James Oakes, the two-time winner of the Lincoln Prize for his writing on the politics of abolition, examines the path of Lincoln’s antislavery strategies, which reveal a striking consistency and commitment extending over many years. For Lincoln, the linchpin of antislavery for Lincoln was the Constitution of the United States.
Lincoln adopted the antislavery view that the Constitution made freedom the rule in the United States, slavery the exception. Where federal power prevailed, so did freedom. Where state power prevailed, that state determined the status of slavery, and the federal government could not interfere unless the state itself acted. However, Lincoln and his antislavery allies used every tool available to undermine the institution.
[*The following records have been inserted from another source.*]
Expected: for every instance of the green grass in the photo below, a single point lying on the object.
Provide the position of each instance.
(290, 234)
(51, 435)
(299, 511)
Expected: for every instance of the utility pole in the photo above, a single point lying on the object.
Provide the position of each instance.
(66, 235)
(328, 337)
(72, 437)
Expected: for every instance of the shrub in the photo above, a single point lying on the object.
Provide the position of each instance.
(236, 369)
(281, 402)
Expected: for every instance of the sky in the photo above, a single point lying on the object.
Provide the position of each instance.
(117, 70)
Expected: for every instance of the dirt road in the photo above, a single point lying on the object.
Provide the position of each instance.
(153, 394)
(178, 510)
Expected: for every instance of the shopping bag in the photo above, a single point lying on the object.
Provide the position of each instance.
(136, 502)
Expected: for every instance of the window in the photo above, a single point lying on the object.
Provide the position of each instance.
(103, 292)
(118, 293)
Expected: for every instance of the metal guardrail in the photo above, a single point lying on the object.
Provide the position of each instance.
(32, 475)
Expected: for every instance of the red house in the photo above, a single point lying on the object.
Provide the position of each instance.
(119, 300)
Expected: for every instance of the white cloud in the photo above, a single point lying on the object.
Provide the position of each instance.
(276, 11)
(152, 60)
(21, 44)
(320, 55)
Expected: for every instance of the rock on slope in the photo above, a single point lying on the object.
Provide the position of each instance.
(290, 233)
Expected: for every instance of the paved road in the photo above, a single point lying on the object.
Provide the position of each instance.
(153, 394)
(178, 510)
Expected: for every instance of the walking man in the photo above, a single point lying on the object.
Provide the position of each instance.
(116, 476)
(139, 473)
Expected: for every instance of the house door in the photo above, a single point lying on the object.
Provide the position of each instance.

Wherever the Constitution empowered direct federal action over the slave trade — in the western territories, in the District of Columbia — they intervened.
As President, Lincoln took full advantage of the antislavery options opened by the Civil War. Enslaved people who escaped to Union lines were declared free. The Emancipation Proclamation of January 1, 1863, a presidential military order, undermined slavery across the South. The six slave states which then abolished slavery joined the coalition to affect state ratification of the constitutional amendment that in 1865 finally abolished slavery.
According to one reviewer: Oakes packs an absolutely enormous amount of research and contemplation into barely 200 pages. He’s never willing to exonerate Lincoln, and that makes The Crooked Path to Abolition unfailingly challenging reading…. This brief book works as a powerful corrective to that neglect [of antislavery constitutionalism]; it’s a fascinating way to look at Lincoln the thinker.